Advancing e-bike battery technology
The electronics of the future are powered by lithium-ion batteries, which must be carefully designed and manufactured to avoid flaws that cause fires. This is especially true of products that push the limits of size, weight, and ergonomics. And the closer a battery is to the human body, the more important safety becomes. Trek has emerged as an industry leader in electric bikes, and its engineers are constantly innovating on cell design while keeping rider well-being top of mind.
CT scanners are the best technology for understanding the inner workings of batteries in the e-bike space.
– Zach Madeiros, eSystems Mechanical Design Engineer, Trek
For Trek’s eSystems team, CT scanning emerged as the safest and most effective way to inspect the details of these critical components. For batteries, destructive testing not only deprives engineers of insight, it is also dangerous. As eSystems Mechanical Design Engineer Zach Madeiros puts it “The last product you should tear down with a hammer, vice, or a clamp is a battery, because it’s actually a hazard to do that.” With industrial CT, Trek engineers gain deep insights into battery enclosure design, latching mechanisms, and overall performance. There is no room for error, and Voyager’s advanced dimensioning tools allow for automated measurements that help ensure the integrity and performance of lithium-ion batteries.
Enhancing safety by quantifying impact
Rider safety is a top priority at Trek, and CT scanning has proven indispensable to refining both bike frame and helmet design by illuminating how they respond to crashes. With Neptune and Voyager, Trek engineers comprehensively study the way impacts affect a wide variety of materials used in bike parts and helmets.

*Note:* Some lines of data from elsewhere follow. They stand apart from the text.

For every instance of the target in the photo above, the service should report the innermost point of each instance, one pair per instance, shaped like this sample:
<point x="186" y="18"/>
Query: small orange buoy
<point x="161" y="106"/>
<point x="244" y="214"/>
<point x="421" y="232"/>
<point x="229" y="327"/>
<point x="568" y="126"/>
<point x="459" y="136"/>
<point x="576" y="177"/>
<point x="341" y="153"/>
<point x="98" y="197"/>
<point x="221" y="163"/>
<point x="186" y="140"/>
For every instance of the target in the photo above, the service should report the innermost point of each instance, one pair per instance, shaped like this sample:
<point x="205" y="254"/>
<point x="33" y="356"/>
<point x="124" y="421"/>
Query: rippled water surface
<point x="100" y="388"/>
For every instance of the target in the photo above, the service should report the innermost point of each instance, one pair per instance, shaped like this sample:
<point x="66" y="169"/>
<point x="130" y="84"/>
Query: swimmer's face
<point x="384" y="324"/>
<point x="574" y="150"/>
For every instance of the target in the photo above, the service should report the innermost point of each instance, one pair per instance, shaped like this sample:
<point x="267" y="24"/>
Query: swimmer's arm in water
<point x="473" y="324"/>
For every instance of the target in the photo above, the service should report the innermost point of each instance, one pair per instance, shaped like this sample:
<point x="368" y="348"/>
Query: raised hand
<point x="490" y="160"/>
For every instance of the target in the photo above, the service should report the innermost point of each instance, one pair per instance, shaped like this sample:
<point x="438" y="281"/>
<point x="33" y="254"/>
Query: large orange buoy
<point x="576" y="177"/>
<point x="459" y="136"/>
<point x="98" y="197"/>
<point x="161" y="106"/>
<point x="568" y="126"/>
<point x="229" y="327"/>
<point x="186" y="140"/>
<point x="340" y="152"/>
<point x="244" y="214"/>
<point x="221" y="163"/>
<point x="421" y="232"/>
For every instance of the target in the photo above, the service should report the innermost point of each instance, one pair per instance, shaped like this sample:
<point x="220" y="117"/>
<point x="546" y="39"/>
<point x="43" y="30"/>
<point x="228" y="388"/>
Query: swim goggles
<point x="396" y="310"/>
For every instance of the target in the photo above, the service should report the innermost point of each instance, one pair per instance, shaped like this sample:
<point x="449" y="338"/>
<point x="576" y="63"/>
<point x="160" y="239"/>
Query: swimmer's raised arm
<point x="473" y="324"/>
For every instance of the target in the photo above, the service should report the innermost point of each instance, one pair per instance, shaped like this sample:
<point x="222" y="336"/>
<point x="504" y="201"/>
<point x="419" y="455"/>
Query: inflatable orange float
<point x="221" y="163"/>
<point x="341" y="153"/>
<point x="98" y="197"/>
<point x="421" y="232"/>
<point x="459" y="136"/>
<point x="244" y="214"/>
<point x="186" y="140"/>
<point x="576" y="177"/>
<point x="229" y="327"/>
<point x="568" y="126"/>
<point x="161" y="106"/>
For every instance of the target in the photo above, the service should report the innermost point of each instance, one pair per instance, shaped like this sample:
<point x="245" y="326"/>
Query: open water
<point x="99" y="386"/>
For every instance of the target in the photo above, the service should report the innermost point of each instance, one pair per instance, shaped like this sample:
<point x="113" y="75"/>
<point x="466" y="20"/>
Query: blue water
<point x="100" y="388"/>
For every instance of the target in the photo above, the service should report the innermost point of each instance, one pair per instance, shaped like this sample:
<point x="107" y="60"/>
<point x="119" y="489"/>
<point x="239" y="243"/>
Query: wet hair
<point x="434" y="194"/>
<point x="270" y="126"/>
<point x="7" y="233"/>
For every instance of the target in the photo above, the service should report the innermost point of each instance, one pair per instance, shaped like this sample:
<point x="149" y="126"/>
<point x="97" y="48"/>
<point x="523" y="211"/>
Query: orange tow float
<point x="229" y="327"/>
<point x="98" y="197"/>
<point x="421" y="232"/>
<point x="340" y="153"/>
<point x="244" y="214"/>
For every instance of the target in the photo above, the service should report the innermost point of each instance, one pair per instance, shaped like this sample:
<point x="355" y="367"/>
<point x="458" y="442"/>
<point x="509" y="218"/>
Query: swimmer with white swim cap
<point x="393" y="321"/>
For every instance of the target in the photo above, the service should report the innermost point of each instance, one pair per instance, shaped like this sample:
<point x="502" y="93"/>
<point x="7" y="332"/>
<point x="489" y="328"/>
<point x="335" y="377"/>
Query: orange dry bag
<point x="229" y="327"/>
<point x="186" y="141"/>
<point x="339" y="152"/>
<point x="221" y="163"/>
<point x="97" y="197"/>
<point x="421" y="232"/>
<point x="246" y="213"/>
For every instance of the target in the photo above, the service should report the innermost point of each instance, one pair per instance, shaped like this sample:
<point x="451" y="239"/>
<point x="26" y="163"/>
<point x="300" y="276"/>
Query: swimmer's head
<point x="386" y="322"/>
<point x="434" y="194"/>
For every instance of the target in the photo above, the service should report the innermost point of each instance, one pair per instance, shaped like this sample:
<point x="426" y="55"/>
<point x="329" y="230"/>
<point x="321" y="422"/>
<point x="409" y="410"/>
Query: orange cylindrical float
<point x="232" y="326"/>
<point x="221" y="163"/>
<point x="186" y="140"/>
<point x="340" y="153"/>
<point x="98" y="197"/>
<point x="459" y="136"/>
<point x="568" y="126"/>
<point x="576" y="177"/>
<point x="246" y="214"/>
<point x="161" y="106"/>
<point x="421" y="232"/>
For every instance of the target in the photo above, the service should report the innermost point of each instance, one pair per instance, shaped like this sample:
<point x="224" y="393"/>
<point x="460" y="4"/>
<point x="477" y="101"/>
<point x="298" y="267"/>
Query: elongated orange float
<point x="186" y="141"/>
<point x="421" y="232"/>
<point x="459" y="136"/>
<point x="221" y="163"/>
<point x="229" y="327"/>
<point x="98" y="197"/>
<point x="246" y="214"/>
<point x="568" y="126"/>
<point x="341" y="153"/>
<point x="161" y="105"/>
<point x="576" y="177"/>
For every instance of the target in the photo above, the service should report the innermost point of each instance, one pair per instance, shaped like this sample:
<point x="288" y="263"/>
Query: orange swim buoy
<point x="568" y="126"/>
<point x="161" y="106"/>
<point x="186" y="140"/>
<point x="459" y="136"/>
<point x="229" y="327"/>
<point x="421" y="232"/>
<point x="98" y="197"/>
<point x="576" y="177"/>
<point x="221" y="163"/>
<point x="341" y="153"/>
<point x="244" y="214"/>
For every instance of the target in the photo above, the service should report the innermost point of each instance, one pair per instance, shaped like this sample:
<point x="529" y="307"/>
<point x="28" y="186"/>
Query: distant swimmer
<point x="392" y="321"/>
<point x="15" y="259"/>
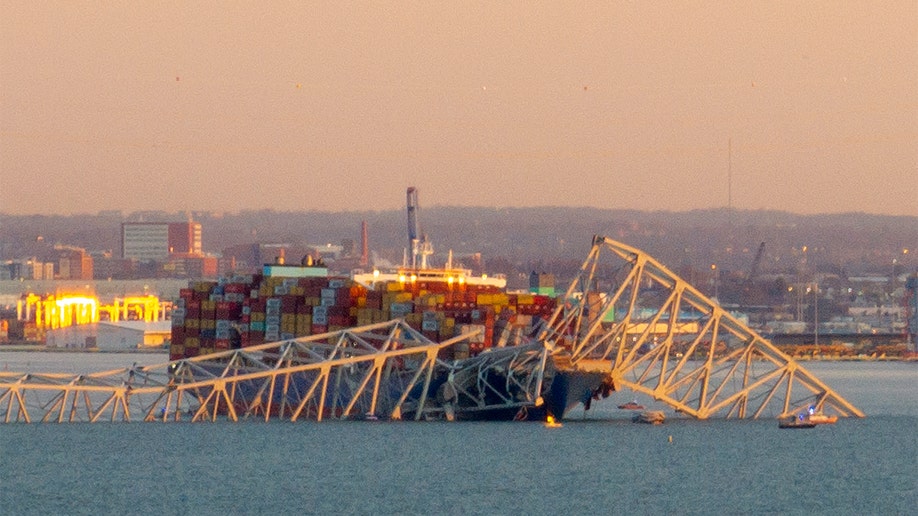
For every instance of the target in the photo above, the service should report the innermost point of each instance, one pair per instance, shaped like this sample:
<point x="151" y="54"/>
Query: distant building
<point x="156" y="241"/>
<point x="74" y="263"/>
<point x="108" y="336"/>
<point x="30" y="269"/>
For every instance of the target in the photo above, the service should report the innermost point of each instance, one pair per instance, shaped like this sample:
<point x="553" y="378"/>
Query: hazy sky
<point x="340" y="106"/>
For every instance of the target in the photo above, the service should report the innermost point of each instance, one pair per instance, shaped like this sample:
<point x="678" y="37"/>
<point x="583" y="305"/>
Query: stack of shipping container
<point x="245" y="310"/>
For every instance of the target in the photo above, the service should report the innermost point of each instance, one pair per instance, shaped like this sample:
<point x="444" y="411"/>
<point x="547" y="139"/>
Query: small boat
<point x="798" y="421"/>
<point x="650" y="417"/>
<point x="551" y="422"/>
<point x="818" y="418"/>
<point x="822" y="419"/>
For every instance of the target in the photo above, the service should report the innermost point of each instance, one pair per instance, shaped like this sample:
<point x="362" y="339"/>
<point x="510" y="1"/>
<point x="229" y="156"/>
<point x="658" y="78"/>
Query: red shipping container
<point x="289" y="304"/>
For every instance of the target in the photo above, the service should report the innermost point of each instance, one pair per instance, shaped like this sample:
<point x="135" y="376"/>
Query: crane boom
<point x="413" y="231"/>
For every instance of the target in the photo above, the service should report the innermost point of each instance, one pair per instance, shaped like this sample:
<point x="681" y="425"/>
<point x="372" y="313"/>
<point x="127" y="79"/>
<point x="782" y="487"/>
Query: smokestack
<point x="364" y="245"/>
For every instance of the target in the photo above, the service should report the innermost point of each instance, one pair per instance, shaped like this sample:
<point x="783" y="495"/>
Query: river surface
<point x="597" y="463"/>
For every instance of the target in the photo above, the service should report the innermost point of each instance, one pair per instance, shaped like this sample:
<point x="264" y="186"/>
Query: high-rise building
<point x="155" y="241"/>
<point x="74" y="263"/>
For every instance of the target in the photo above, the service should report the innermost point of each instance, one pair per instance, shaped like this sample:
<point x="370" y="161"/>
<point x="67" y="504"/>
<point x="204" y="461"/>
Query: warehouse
<point x="109" y="336"/>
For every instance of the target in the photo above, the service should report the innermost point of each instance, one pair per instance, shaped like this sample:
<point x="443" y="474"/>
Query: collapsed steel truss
<point x="626" y="321"/>
<point x="660" y="336"/>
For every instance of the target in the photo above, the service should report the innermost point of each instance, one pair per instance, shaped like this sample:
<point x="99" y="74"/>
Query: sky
<point x="807" y="107"/>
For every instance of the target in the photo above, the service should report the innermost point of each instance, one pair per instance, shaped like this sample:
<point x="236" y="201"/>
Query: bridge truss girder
<point x="660" y="336"/>
<point x="383" y="370"/>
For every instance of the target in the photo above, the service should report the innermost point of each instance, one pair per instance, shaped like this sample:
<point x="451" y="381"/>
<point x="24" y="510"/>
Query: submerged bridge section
<point x="653" y="333"/>
<point x="625" y="323"/>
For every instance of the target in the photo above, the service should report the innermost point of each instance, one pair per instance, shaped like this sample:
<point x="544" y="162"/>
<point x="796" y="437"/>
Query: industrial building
<point x="156" y="241"/>
<point x="111" y="336"/>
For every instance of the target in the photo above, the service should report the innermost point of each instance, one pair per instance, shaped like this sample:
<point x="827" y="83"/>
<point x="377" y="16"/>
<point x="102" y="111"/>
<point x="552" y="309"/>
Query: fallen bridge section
<point x="377" y="371"/>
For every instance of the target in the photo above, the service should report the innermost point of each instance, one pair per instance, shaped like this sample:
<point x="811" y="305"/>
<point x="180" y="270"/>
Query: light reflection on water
<point x="602" y="464"/>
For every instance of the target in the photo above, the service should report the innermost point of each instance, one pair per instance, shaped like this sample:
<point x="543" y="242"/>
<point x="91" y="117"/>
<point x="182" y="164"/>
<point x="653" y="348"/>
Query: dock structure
<point x="625" y="323"/>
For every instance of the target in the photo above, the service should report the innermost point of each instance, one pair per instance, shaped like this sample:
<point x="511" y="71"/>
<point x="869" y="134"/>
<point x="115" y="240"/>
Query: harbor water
<point x="597" y="463"/>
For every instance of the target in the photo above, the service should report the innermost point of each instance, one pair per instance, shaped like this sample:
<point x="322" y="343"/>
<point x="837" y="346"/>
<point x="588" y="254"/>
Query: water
<point x="599" y="464"/>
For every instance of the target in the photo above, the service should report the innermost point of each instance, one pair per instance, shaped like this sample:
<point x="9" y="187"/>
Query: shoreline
<point x="35" y="348"/>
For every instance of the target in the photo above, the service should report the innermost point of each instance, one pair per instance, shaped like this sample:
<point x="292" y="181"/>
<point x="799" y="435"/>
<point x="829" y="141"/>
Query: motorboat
<point x="650" y="417"/>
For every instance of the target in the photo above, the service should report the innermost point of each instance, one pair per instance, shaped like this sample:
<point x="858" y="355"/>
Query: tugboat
<point x="650" y="417"/>
<point x="551" y="422"/>
<point x="798" y="421"/>
<point x="631" y="405"/>
<point x="818" y="418"/>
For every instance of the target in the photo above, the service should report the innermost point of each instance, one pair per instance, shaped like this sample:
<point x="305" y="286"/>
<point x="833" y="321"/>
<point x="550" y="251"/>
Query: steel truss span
<point x="655" y="334"/>
<point x="626" y="322"/>
<point x="377" y="371"/>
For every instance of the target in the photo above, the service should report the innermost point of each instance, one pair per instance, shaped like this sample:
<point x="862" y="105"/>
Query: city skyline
<point x="807" y="108"/>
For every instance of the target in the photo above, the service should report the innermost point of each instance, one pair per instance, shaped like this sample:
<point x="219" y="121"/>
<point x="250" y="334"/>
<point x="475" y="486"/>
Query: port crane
<point x="420" y="247"/>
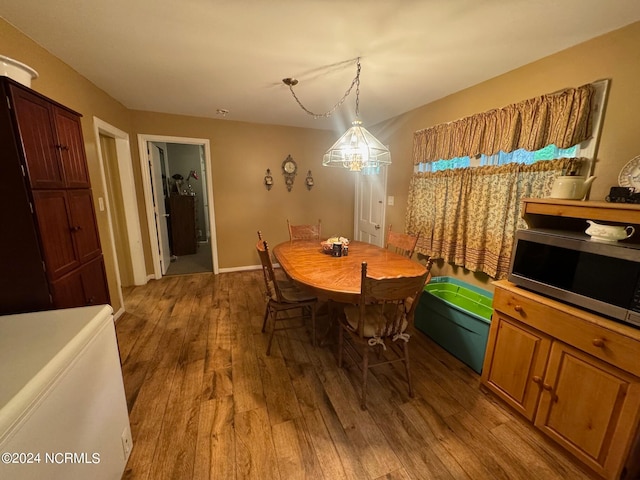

To understand which materials and frame designs are less susceptible to everyday damage from rock strikes and collisions, Trek engineers intentionally impact sections of bike frames and then analyze them with Lumafield’s CT scanning platform. Voyager enables engineers “to be able to do some real exact measurements of the damage site after the first hit, second hit, third hit,” Chad Manuell says, which “allows us much more information than was previously available.”
Meghan Bland-Rothgeb, a Helmet Research Engineer at Trek, receives helmets that have experienced impacts, uses CT to quantify the damage, and then recreates the scenario in a controlled laboratory environment. This allows Trek to optimize design to create the best-fitting and most protective helmets possible. Lumafield’s Expanded Scan Volume feature broadens the field of view on the Neptune scanner, enabling the inspection of parts that are up to 80% larger than before. Bike helmets fall into this range and can now be fully scanned at high resolution.
Expanded Scan Volume allows me to take fewer steps to quantify the damage to a helmet.
– Meghan Bland-Rothgeb, Helmet Research Engineer, Trek
Trek’s meticulous, data-driven approach to understanding bike frame and head impact dynamics fuels the development of longer-lasting and more reliable products.
The future of innovation
The Neptune scanner has given us the ability to not only test products that we’re working on, but also take a finalized product, look backwards, and make sure it meets our specifications.
– Jason Schuster, Bontrager Product Design Engineer, Trek
Trek harnesses the power of Lumafield’s Neptune CT scanner and Voyager analysis software to fortify their product development process. From non-destructive testing of bike frames and parts to advancing e-bike battery technology and enhancing safety through quantifying impact, Trek is poised to advance its mission of getting more people on bikes by guiding the next phase of cycling innovation.